You can link to Dairy Delivers HERE.

Throughout the month of June, IDFA will share more than 50 short social media friendly videos on Twitter, Facebook and YouTube (@dairyidfa) detailing the economic impact of the dairy industry in the U.S. as well as in each of the 50 states. We begin with the U.S. Click on the video image to play.

Overall, the dairy industry supports the U.S. economy in the following ways:
  • Contributes 1% to national GDP.
  • Adds $620 billion in total economic impact.
  • Supports more than three million total jobs.
  • Provides a $64.5 billion contribution to federal, state and local taxes (not including sales taxes paid by consumers).
  • Generates $38 billion in direct wages for workers in dairy industry.
“Not only do dairy foods offer unparalleled health and consumer benefits to people of all ages, but they also drive growth, support jobs and contribute to a healthy economy. As the voice of the dairy industry, IDFA is proud to introduce Dairy Delivers 2.0, the most comprehensive picture of dairy’s impact on the U.S. economy,” says Michael Dykes, president and CEO of IDFA. “There is new economic data detailing how the five major segments of dairy make a difference across country. From dairy companies and cooperatives to food retailers and suppliers, IDFA’s members are dedicated to making safe, delicious products that nourish and sustain people while delivering for our economy.”
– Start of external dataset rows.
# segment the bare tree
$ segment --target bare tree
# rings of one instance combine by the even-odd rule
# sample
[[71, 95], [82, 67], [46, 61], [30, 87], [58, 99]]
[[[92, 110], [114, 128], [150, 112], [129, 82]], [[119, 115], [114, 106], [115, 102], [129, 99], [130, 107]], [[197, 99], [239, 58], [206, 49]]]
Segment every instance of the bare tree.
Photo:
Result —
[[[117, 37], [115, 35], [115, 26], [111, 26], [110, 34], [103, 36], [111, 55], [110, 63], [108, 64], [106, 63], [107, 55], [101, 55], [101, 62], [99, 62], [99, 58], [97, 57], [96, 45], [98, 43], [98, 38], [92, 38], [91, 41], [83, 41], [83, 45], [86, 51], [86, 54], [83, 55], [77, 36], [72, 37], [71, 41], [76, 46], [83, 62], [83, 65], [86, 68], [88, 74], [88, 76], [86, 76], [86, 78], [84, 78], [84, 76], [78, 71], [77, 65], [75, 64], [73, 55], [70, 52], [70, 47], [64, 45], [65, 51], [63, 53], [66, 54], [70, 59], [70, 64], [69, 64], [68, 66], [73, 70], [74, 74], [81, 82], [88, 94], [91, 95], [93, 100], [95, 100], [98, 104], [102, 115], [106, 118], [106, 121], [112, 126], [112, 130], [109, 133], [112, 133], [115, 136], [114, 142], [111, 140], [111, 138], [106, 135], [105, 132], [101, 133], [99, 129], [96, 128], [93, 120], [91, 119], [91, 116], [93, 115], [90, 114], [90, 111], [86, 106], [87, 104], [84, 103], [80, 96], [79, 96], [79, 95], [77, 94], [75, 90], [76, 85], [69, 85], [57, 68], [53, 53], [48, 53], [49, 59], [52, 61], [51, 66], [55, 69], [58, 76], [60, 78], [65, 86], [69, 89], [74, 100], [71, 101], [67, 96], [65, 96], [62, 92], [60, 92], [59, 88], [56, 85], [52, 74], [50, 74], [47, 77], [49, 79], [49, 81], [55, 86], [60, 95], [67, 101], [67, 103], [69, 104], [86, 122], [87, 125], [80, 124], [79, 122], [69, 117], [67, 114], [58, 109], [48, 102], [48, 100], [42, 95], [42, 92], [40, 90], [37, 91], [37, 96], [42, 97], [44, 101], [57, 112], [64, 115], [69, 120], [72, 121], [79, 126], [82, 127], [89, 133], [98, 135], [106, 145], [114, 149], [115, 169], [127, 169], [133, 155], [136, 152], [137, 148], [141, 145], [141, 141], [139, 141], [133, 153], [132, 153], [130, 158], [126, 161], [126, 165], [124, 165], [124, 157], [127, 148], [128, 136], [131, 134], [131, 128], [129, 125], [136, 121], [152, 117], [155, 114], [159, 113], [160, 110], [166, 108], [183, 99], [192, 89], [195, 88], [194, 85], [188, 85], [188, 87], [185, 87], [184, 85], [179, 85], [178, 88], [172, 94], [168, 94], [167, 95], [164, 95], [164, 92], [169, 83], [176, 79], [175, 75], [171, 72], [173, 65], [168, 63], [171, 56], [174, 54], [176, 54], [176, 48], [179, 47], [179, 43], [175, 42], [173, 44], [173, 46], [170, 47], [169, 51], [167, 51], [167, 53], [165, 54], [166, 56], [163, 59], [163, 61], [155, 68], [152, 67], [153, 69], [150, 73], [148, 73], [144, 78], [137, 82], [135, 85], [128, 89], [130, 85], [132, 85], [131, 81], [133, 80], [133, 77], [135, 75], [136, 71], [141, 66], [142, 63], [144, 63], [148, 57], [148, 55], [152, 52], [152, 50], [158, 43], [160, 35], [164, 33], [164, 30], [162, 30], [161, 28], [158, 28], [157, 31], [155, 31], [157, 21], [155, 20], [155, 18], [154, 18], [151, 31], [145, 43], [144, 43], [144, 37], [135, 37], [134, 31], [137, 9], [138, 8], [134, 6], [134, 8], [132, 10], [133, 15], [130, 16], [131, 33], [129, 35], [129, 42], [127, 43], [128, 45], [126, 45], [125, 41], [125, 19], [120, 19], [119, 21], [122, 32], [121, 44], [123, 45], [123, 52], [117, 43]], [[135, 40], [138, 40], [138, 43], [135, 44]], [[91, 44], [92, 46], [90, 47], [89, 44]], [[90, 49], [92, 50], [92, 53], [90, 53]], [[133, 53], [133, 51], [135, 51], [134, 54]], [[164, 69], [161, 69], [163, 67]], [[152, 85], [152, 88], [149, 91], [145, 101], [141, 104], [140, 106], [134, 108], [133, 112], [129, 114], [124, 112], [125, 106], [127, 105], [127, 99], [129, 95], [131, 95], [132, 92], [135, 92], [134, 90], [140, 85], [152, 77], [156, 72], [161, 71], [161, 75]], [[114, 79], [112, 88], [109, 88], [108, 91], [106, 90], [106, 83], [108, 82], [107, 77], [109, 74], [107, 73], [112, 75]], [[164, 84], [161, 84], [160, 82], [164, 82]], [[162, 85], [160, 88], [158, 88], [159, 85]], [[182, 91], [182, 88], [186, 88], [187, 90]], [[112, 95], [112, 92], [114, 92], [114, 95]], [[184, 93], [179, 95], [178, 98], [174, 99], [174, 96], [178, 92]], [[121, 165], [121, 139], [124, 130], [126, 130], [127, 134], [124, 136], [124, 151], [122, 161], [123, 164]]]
Users of Dairy Delivers will learn how dairy products contribute directly to the U.S. economy, including:
  • Milk: Adds $51.4 billion in direct economic impact and supports 64,400 dairy industry jobs.
  • Ice Cream: Adds $11 billion in direct economic impact and supports 26,100 dairy industry jobs.
  • Cheese: Adds $50.9 billion in direct economic impact and supports 52,200 dairy industry jobs.
  • Yogurt and Cultured Products: Adds $5.5 billion in direct economic impact and supports 6,900 dairy industry jobs.
  • Dairy Ingredients: Adds $14.1 billion in direct economic impact and supports 9,300 dairy industry jobs.

Then there’s the last item on my list. The Fair Oak Farms/fairlife milk situation regarding animal abuse is upsetting and one that puts the entire dairy industry—from farm to fridge—under the magnifying glass. If you are unaware of the situation, link HERE to the company’s response to the scandal and surf the internet to educate yourself on how consumers—and retailers--are reacting.

I find the timing of the release of the video at the onset of National Dairy Month to be uncanny. Makes you wonder motive. 

I appreciate commentary by Mike Opperman, editor of Dairy Herd Management. Please link HERE to his editorial titled "I drink fairlife and I feel good about it." I agree with his perspective.

We need to get educated. Be smart. And take care of our farm animals.